自分たちが法を提案して決める立場にあるから、バレなければそれを守らなくても良いとでも思っているのかね?
「へぇ、退魔協会の漏洩元は幹部じゃなくって普通の職員だったんだ?
ってことは、退魔協会による凛と私の引き離し工作の一環って訳じゃないっぽい?」
符を書き終わった碧が筆を置く。
「多分ね〜。
ただ、考えてみたら退魔協会って内部に潜むスパイみたいな人とか、小遣い稼ぎに情報を売る様な人をどうやって見張っているんだろうって気になるよね。
折角悪意を読める術者を調査員として雇っているんだから、内勤の職員ぐらいは全員チェックしていると思ったんだけど。
政治家に情報を売る程度なら許容範囲内なのかな?」
幹部からして、政治家のゴリ押しに弱いからなぁ。
職員だって下手をしたら『頼むよ〜』と言われたら金も受け取らずに『貸し一つ』とか言って情報を流している可能性はある。
幾ら国籍が日本でも、政治家が絶対に海外に通じていない保証はないだろうに。
マジで政治家に通じているのはオッケーで調査対象じゃないなんて状態だとしたら、退魔協会の情報管理って穴だらけなんじゃない??
遠藤氏にチクって内部で調べて処分させるか、自分で接触して調べるか。
情報を売っている程度だったら、それがバレる様にミスをさせる程度の意思誘導しか私にできることは無いからなぁ。
「退魔協会の方へ退魔師から正式に抗議を入れれば、政治家に情報を提供するのが『良くある事』だとしても名目上は個人情報保護法違反って事で組織内でそれなりに罰して、改善策を立てなきゃいけない筈だよね?」
碧が指摘する。
「確かに!
だとしたら、有耶無耶にされない様にまずは情報を流した職員が何をやっているのかを確認した上で、正式に遠藤氏の方へ抗議の連絡を入れるかな〜」
もしも手当たり次第に情報を流しているとか、誰かが退魔協会内で碧と私が分かれたら都合が良いと思って私の情報を提供させたのだったら、それはそれで退魔協会に対する今後の対応を考えなきゃだからね。

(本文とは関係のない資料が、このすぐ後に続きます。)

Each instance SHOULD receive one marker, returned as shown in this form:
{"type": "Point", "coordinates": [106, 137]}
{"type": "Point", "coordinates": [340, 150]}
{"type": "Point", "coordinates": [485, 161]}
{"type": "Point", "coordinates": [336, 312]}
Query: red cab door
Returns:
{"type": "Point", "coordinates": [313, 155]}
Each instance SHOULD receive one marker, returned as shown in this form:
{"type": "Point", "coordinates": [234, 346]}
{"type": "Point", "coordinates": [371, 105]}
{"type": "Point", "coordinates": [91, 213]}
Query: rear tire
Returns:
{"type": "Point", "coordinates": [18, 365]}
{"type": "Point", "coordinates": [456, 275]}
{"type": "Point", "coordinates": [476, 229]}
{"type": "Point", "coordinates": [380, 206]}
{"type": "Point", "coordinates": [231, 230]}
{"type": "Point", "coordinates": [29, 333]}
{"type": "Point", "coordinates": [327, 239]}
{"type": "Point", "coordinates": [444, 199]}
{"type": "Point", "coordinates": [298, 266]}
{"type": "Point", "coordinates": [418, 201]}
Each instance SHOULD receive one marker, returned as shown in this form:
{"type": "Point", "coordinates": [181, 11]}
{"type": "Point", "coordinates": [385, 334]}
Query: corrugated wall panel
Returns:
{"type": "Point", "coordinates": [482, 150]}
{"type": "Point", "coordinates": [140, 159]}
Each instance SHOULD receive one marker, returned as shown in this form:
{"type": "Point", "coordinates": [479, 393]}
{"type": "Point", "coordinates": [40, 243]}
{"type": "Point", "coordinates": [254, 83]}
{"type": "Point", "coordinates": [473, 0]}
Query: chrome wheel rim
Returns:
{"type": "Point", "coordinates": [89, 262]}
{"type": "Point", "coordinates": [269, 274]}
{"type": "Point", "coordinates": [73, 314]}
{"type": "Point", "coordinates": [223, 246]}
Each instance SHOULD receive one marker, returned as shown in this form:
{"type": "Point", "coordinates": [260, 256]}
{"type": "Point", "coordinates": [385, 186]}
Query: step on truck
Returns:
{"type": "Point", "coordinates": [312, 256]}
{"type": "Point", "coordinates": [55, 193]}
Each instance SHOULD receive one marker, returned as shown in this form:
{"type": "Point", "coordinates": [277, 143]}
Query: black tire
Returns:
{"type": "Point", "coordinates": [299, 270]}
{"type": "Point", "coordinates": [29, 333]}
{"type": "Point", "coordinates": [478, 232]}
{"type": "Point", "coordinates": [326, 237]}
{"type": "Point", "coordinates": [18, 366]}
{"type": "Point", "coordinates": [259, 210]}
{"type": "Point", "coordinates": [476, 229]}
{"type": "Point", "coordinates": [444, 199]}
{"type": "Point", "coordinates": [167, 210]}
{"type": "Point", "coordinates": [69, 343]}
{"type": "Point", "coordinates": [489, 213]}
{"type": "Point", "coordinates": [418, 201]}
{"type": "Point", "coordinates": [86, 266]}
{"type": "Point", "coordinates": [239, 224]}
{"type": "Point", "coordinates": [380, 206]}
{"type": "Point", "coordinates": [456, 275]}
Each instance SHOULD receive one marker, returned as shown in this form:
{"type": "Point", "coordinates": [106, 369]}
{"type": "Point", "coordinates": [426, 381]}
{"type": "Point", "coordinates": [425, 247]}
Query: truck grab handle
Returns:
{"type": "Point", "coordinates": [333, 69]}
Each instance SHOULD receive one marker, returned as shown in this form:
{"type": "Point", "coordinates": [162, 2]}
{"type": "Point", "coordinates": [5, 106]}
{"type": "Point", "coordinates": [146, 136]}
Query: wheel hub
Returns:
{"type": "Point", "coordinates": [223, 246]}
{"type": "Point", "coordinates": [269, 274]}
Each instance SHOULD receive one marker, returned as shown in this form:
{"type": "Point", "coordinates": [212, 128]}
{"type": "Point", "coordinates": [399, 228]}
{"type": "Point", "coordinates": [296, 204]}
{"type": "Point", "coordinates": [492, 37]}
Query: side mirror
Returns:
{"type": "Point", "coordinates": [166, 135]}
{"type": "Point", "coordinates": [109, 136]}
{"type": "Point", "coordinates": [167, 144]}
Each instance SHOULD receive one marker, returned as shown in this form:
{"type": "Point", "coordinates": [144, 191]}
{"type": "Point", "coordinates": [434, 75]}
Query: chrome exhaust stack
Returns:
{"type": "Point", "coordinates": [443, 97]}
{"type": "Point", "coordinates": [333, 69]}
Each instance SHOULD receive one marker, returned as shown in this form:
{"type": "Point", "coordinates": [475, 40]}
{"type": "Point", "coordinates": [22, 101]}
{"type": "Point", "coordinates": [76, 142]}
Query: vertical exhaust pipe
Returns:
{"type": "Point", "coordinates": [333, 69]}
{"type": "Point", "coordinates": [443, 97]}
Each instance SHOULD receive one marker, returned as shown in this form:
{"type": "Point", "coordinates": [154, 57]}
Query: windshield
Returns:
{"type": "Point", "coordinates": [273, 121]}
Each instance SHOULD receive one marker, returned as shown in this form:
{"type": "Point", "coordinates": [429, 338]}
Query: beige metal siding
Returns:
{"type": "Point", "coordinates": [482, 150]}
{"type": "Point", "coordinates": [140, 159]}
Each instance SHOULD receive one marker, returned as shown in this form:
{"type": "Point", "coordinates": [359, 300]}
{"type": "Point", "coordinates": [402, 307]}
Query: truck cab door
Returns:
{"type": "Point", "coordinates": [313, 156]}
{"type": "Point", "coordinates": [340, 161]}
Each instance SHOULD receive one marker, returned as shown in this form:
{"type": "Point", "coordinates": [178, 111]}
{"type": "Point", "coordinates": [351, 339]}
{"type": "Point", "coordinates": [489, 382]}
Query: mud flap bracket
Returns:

「また車をレンタルして、あの御坊ちゃまに対処した時みたいに帰り道でちょっと話をさせて貰う?」
碧がニカっと笑いながら提案してきた。
卒論も終わったし、さては符を描くのに飽きてきたな〜?
「だね!
興信所の人にその職員の平日の帰宅ルートとか時間的ルーティンを調べて貰っているから、明後日ぐらいに車を借りようか」
帰宅ルートとして最寄駅からは人が多い大通りしか通らないんだとしたら退魔協会のそばで待ち伏せする必要があるが、どうなるかな?
取り敢えず。
カーシェアの予約でも入れておこう。